With the above basic OPRAM construction, we can achieve the following theorem whose proof is deferred to the full version of the paper [9].

Theorem 9

The above construction is a perfectly secure OPRAM scheme satisfying the following performance overhead:

  • When consuming the same number of CPUs as the original PRAM, the scheme incurs \(O(\log ^3 N)\) simulation overhead;

  • When the OPRAM is allowed to consume an unbounded number of CPUs, the scheme incurs \(O(\log ^3 N)\) total work blowup and \(O((\log m + \log \log N) \log N)\) depth blowup.

In either case, the space blowup is O(1).

Proof

We defer the obliviousness proof and performance analysis to the full version of the paper [9].

Note that at this moment, even for the sequential special case, we already achieve asymptotic savings over Damgård et al. [13] in terms of space consumption. Furthermore, Damgård et al. [13]’s construction is sequential in nature and does not immediately give rise to an OPRAM scheme.

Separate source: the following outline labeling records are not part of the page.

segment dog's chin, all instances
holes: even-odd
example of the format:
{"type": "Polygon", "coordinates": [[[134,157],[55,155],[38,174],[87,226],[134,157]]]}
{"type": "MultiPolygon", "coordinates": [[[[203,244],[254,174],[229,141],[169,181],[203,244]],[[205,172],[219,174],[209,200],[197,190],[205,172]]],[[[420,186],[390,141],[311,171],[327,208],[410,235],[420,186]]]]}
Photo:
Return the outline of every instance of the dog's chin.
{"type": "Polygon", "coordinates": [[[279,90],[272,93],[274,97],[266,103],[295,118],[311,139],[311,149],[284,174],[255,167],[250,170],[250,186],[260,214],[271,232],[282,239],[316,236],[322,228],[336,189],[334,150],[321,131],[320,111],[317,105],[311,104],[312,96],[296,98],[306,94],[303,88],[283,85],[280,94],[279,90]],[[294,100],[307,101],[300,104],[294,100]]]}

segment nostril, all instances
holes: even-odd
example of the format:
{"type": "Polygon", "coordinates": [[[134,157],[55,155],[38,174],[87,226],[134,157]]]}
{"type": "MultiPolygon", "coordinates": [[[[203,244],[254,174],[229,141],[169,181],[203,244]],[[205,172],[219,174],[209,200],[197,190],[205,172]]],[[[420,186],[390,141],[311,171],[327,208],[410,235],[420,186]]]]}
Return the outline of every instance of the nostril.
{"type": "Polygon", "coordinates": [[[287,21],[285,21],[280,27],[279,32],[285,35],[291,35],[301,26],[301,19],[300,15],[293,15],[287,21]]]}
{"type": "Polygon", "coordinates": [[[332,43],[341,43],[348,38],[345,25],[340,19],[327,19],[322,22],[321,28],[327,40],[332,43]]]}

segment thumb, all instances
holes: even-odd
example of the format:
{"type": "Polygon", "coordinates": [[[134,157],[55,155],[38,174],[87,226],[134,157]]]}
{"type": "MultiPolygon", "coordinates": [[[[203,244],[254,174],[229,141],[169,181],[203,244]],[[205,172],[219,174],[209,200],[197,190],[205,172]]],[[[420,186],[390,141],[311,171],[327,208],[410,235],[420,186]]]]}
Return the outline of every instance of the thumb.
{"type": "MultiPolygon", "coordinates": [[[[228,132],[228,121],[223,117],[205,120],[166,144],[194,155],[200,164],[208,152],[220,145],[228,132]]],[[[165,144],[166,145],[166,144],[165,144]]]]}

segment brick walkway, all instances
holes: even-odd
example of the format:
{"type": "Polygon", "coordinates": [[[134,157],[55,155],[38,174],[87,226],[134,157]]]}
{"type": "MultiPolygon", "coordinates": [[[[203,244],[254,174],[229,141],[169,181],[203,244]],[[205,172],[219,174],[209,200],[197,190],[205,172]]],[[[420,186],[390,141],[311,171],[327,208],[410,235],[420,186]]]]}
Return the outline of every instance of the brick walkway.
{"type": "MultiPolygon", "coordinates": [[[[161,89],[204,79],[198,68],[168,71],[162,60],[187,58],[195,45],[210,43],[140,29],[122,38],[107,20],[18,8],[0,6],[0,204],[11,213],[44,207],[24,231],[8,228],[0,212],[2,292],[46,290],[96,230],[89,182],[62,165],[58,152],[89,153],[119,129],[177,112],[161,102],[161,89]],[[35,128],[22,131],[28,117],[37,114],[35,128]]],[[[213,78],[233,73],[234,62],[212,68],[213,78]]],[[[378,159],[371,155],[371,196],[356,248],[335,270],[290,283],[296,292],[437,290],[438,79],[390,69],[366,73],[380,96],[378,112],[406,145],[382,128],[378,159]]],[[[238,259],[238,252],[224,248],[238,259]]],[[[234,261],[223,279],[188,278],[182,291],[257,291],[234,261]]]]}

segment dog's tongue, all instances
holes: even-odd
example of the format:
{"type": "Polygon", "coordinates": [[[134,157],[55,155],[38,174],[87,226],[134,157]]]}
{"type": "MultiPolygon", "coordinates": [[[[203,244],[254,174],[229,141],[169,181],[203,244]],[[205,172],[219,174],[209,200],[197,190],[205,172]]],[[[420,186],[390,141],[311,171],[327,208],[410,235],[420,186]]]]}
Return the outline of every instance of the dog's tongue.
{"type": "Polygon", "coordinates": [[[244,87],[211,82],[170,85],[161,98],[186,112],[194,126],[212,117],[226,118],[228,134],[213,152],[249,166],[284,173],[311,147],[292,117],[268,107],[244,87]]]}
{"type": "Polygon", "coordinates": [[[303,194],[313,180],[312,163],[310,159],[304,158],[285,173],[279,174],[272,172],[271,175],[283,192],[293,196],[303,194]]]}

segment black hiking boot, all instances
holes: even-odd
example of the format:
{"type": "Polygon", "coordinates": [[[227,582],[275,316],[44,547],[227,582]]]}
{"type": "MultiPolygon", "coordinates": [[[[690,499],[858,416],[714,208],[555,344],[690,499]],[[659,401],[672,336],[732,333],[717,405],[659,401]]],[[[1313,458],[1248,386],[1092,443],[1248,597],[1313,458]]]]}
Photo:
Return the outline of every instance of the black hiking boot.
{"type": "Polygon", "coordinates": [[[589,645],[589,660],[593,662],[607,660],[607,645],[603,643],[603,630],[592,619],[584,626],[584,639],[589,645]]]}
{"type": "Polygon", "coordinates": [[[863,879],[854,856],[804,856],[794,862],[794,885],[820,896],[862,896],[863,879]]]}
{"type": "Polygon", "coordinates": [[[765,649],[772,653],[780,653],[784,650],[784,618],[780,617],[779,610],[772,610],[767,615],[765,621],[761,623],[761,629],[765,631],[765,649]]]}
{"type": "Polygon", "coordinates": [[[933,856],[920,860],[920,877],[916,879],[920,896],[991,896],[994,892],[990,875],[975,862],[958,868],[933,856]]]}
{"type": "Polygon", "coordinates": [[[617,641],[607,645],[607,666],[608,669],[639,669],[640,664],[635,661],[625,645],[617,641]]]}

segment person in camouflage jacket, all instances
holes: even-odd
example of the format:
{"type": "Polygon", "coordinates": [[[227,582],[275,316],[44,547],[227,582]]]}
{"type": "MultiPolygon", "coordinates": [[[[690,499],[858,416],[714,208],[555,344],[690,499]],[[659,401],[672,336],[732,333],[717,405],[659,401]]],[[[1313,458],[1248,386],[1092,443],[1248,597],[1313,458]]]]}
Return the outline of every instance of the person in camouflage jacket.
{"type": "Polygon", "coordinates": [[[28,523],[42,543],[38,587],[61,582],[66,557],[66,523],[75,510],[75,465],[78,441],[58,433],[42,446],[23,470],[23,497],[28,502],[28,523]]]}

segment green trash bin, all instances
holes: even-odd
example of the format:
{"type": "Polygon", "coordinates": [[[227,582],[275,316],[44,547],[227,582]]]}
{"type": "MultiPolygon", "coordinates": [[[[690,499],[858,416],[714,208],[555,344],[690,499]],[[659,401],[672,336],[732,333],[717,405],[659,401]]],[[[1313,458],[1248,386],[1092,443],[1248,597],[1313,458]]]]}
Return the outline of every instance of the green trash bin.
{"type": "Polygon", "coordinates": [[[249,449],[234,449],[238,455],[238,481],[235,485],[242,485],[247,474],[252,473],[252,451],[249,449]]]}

6 Conclusion and Future Work

In this paper, we constructed a perfectly secure OPRAM scheme with \(O(\log ^3 N)\) total work blowup, \(O(\log N \log \log N)\) depth blowup, and O(1) space blowup. To the best of our knowledge our scheme is the first perfectly secure (non-trivial) OPRAM scheme, and even for the sequential special case we asymptotically improve the space overhead relative to Damgård et al. [13]. Prior to our work, the only known perfectly secure ORAM scheme is that by Damgård et al. [13], where they achieve \(O(\log ^3 N)\) simulation overhead and \(O(\log N)\) space blowup. No (non-trivial) OPRAM scheme was known prior to our work, and in particular the scheme by Damgård et al. [13] does not appear amenable to parallelization. Finally, in comparison with known statistically secure OPRAMs [10, 39], our work removes the dependence (in performance) on the security parameter; thus we in fact asymptotically outperform known statistically secure ORAMs [39] and OPRAMs [10] when (sub-)exponentially small failure probabilities are required.

Exciting questions remain open for future research:

  • Are there any separations between the performance of perfectly secure and statistically secure ORAMs/OPRAMs?

  • Can we construct perfectly secure ORAMs/OPRAMs whose total work blowup matches the best known statistically secure ORAMs/OPRAMs assuming negligible security failures?

  • Can we construct perfectly secure ORAM/OPRAM schemes whose concrete performance lends to deployment in real-world systems?